They were shaped by political and economic configurations of power, by the needs
of religion, and by the patterns of marriage and inheritance laws. These took
many forms, and the author of this very interesting study lists a few: the
perceived need to limit itinerancy and to preserve class boundaries, the
competition for inherited land, the notion of the female body as polluted, and
the idea that sex was a snare for men seeking religious fulfillment.
Originally, such itinerant women were praised as professionals. One early
record speaks approvingly of "her knowledge of all the sexual positions, the
merits of her lute strings and buds of wheat, and her mastery of the dragon's
flutter and tiger's tread techniques." Such public approval was soon withdrawn,
however, when it became politically and economically advantageous to construct
prostitutes and oppress women.
By 1241 there were already "whore" houses. The "Azuma Kagami" mentions one,
right on the main street of Kamakura. Their purpose, in addition to the
apparent one, was to construct a lewd figure against which the authenticity of
a necessary new figure, the "good" woman (faithful, much given to
self-sacrifice, loyal to a fault) could be measured.
For example, female chastity was necessary to establish patrilineal succession
in a male-dominated family. Another example, apparent female pollution and an
inherent sinfulness was necessary to bring to Japan the full Buddhist package
waiting to be imported from China and Korea. These changes of attitude, as the
author of this study avers, "foreshadowed later attempts to regulate and limit
the sex trade and contributed to a view of such women as prostitutes and their
occupation as degraded."
Also, an important consideration, sexual entertainment was evolving from a few
aristocratic types at play to a service for broad segments of society, making
it seem a threat to authority and order -- an attitude still reflected in the
laws and customs of Japan today. From here began the taxation of brothels and
the establishment of licensed quarters, the creation of the "prostitute."

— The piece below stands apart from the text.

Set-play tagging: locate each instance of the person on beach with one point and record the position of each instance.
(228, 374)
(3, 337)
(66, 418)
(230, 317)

In presenting her argument, part of which earlier appeared in the "Monumenta
Nipponica," author Janet Goodwin offers an erudite account that acknowledges
all prior scholarly work on the subject. At the same time the nonspecialist
reader is spared the boredom of a dry academic paper by the very nature of the
information imported. The book is packed with juicy details, historically
necessary and judiciously picked from sources not usually encountered.
Of major interest, however, is Goodwin's ability to see behind the self-serving screens of political history, to divine the true intentions of this demonization of one of the few professions then open to women, and to present her facts in the fairest possible manner.